The inventions that meet these criteria, in (10) chronological order, are the compass, the mechanical clock, the glass lens, the printing press, the steam engine, the telegraph, electric power, wireless communication, antibiotics, and the transistor.
Missing from this list are many extremely significant technological advances, including the airplane, telephone, automobile, and computer. In many cases these inventions were (11) omitted because they are based on earlier developments and breakthroughs.
In considering the ten most significant inventions of the past 1,000 years, a (12) subtle distinction must be made. The difference between “invention” and “discovery” is not as (13) clear as one might think. A discovery can be as simple as the observation of a (14) previously unnoticed phenomenon, while an invention is human-devised machine, tool, or apparatus that did not previously exist.

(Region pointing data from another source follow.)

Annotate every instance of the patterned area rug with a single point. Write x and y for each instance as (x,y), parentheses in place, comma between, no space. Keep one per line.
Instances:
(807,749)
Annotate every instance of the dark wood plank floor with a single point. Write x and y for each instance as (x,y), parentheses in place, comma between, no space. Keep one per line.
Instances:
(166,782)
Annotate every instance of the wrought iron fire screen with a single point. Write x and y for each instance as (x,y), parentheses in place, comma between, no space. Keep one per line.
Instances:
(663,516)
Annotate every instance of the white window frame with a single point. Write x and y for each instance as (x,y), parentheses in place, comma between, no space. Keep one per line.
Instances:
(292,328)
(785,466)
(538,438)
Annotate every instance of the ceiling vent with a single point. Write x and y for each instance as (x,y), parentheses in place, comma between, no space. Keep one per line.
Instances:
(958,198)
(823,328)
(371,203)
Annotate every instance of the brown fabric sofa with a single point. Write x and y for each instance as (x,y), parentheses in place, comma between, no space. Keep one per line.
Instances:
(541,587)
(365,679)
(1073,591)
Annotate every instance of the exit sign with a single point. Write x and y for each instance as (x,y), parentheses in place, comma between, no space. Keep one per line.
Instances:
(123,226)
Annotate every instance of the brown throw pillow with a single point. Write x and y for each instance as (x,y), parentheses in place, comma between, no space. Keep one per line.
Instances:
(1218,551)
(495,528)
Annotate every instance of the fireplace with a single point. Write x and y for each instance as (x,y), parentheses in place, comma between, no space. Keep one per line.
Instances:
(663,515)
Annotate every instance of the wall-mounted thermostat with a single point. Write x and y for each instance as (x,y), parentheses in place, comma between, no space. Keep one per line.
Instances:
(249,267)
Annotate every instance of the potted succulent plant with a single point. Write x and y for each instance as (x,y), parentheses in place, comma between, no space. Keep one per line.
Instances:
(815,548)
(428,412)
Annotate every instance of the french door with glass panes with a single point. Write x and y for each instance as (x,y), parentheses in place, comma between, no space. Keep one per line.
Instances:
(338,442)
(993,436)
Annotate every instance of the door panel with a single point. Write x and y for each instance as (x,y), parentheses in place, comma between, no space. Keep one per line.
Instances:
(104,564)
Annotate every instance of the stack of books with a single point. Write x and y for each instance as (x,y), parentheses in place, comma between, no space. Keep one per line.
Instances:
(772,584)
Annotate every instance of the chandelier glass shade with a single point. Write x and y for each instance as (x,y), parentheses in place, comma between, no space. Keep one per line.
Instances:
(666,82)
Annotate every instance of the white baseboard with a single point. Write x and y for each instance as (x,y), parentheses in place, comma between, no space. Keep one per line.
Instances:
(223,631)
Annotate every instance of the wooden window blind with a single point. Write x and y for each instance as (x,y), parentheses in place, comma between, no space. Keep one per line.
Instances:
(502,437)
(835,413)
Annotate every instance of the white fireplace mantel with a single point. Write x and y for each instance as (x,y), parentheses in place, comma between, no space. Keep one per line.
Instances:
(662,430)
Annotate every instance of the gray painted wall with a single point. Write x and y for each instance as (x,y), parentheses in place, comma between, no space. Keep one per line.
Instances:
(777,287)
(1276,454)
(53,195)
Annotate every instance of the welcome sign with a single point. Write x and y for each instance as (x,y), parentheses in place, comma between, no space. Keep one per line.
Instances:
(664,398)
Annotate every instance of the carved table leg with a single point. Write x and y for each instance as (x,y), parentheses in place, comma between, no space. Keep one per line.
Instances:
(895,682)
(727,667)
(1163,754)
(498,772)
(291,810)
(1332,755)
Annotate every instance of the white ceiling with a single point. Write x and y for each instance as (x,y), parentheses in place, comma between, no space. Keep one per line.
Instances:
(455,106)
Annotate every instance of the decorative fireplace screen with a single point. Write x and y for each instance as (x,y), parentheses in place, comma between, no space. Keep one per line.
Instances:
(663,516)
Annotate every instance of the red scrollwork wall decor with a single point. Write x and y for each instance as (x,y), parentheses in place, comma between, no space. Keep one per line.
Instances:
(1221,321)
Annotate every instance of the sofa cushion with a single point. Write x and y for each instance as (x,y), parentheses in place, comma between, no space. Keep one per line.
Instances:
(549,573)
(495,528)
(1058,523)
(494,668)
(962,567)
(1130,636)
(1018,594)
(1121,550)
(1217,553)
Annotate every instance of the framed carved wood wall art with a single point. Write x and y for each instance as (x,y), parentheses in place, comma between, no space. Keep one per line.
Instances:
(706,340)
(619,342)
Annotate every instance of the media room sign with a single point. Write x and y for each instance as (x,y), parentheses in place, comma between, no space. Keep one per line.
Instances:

For example, ancient people discovered that drops of water and certain gemstones distorted light in a predictable way. (15) However, it was not until medieval times that others tried to reproduce this effect by applying new glass-shaping technology to the formation of lenses – the (16) basic elements of spectacles, microscopes, telescopes and cameras. (17) Similarly, people knew about and studied electricity as a force of nature for thousands of years, but it was the technological (18) leap of mass-producing electricity and (19) delivering it to homes and factories in the early 20-th century that (20) transformed the world.